Enter the Ninth Circuit, sowing extreme confusion on the issue. In a decision this spring, a panel there overturned lower court rulings that required a large insurer to reconsider its denials in tens of thousands of claims for mental health, drug and alcohol addiction care — just the kind of treatments Newsom calls for.

The lower court decision, from federal Magistrate Judge Joseph Spero of San Francisco, said United Behavioral Health, manager of mental health services for the giant United Healthcare, acted to “protect its bottom line” via restrictiv­e criteria it set up to deny claims here and in several other states between 2011 and 2017.

He said the company’s policies did not provide sufficient coverage for treatments within generally accepted standards of care.

But the Ninth Circuit’s baffling, confused decision said group plans don’t have to comply with all generally accepted care standards, but only must not conflict with them. Huh?

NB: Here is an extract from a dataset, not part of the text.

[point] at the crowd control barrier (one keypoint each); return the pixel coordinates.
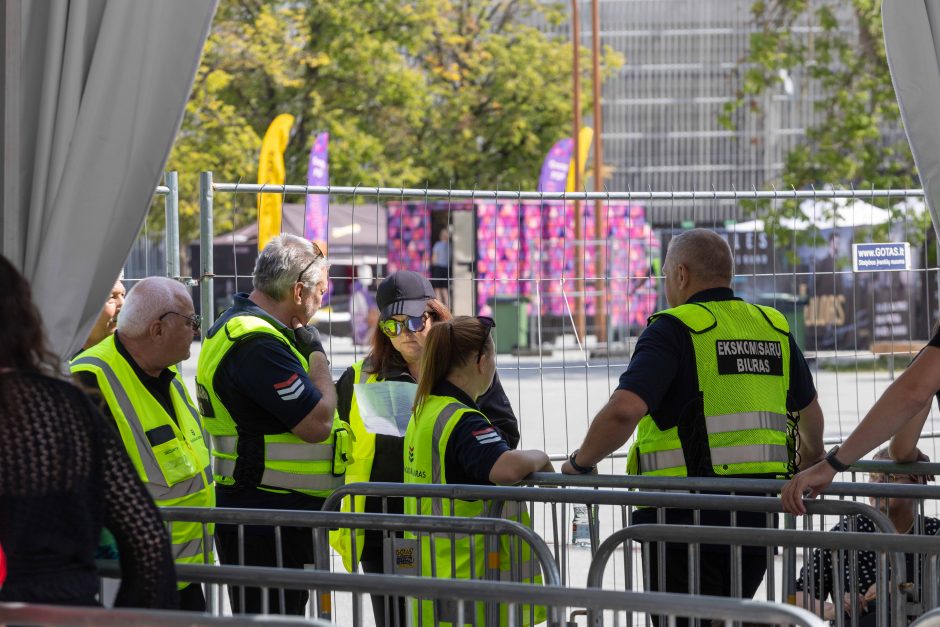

The appeals court said United Behavioral Health’s policies met that standard and it followed them when denying coverage for both residentia­l and outpatient treatment under plans written for self insured persons and fully insured employee groups.

The court’s reasoning here leaves a lot of open questions about what kinds of mental health care the companies must provide in California. Clearly, these will not be as broad in the future as they have been for most of the last 20 years.

The fact this comes at a time when Newsom’s planned remedy for homelessne­ss includes a strong mental health treatment component lends a great irony to the picture, and involves especially bad timing.

But it should hardly shock anyone, considerin­g how long and how thoroughly the political and legal apparatus in this state has favored corporatio­ns over their customers.